The relevant part in the Child Implementation's script is as follows:

create_project -in_memory -part xc7k325tffg900-2
set_property design_mode GateLvl [current_fileset]
add_files -quiet .../impl_1/theproject_postroute_physopt_bb.dcp
add_files -quiet .../two_synth_1/pr_block.dcp
set_property SCOPED_TO_CELLS pr_block_ins [get_files .../bpf_synth_1/pr_block.dcp]
link_design -top theproject -part xc7k325tffg900-2 -reconfig_partitions pr_block_ins
opt_design 
write_checkpoint -force theproject_opt.dcp
[ ... ]

and from this point it goes on to place and route etc.

Note that the implementation script above consumes just two sources, and both are DCPs:

When the implementation continues, the fact that the first DCP was locked ensures that nothing of the static logic moves. Nevertheless, the reconfigurable module's place and route is done as usual, based upon the netlist DCP.

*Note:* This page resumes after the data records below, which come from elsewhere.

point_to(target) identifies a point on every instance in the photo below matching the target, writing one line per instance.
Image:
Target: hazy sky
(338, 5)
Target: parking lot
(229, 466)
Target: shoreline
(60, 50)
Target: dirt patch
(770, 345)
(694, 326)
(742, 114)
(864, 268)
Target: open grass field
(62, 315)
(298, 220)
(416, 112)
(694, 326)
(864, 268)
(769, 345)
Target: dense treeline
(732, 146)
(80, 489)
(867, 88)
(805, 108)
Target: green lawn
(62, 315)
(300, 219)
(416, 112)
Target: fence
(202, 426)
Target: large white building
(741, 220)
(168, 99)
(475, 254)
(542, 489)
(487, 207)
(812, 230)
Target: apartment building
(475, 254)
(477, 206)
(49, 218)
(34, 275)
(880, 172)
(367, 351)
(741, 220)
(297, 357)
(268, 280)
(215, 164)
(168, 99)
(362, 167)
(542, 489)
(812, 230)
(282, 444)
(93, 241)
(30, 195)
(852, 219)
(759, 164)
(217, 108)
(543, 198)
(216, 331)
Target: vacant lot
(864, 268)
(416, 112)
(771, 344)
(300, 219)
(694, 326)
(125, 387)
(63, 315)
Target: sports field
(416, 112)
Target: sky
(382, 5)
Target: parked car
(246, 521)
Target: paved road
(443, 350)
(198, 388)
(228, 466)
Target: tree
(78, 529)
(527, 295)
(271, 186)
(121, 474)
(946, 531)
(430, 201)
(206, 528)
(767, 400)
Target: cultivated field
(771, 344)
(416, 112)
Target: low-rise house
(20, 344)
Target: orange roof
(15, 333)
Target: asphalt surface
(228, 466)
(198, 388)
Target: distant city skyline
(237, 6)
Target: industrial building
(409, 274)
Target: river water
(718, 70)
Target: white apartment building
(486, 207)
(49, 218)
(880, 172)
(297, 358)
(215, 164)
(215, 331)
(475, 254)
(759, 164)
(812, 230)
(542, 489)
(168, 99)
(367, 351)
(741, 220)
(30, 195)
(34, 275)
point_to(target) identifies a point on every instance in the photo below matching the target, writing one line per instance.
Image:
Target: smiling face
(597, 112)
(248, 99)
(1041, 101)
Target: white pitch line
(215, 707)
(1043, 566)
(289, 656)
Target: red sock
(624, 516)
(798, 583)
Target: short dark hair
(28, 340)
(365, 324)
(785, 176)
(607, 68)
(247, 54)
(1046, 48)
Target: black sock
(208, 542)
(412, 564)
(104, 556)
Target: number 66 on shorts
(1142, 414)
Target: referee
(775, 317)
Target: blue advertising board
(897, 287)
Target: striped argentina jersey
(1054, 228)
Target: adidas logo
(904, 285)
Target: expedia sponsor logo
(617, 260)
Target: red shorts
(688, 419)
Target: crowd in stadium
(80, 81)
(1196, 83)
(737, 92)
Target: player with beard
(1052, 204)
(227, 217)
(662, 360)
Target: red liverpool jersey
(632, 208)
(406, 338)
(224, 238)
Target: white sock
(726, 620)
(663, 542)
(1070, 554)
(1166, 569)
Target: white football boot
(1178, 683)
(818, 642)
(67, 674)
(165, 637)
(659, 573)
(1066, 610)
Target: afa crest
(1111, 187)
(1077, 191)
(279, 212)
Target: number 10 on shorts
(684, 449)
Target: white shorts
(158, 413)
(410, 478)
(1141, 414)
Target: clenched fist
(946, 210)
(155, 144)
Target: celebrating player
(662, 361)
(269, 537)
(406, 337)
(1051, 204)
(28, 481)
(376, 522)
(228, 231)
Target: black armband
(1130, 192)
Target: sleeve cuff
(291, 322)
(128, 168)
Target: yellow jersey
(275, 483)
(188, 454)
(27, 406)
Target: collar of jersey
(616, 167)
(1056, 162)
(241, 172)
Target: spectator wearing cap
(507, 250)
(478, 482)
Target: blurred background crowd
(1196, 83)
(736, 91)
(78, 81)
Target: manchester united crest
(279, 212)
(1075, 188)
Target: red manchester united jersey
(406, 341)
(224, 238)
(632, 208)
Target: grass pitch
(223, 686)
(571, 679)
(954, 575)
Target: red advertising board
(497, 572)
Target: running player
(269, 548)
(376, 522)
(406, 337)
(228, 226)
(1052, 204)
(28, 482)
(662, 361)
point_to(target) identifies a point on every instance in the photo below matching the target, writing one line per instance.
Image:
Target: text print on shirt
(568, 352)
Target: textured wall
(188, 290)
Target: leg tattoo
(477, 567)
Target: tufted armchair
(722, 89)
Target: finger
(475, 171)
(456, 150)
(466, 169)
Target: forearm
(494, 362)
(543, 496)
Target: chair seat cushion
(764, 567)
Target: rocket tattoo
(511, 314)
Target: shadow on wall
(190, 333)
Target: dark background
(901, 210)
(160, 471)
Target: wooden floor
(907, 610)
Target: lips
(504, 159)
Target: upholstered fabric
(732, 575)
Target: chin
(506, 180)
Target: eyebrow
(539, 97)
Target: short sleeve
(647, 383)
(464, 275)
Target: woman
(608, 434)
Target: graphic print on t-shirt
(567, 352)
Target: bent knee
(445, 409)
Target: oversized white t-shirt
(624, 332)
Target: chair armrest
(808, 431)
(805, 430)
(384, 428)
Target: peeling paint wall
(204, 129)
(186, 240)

As a side note, if there are XCI IPs that belong to the reconfigurable module, a row like the following is added for each IP, between the two add_files commands above:

read_ip -quiet .../theproject.srcs/sources_1/ip/blkmem/blkmem.xci

This isn't special to Partial Reconfiguration, though — it's done this way in any implementation.

Just before writing the two bitstreams, the Child Implementation verifies that the routed design it has obtained is compatible with the the static logic of the Parent Implementation, in particular regarding place and route.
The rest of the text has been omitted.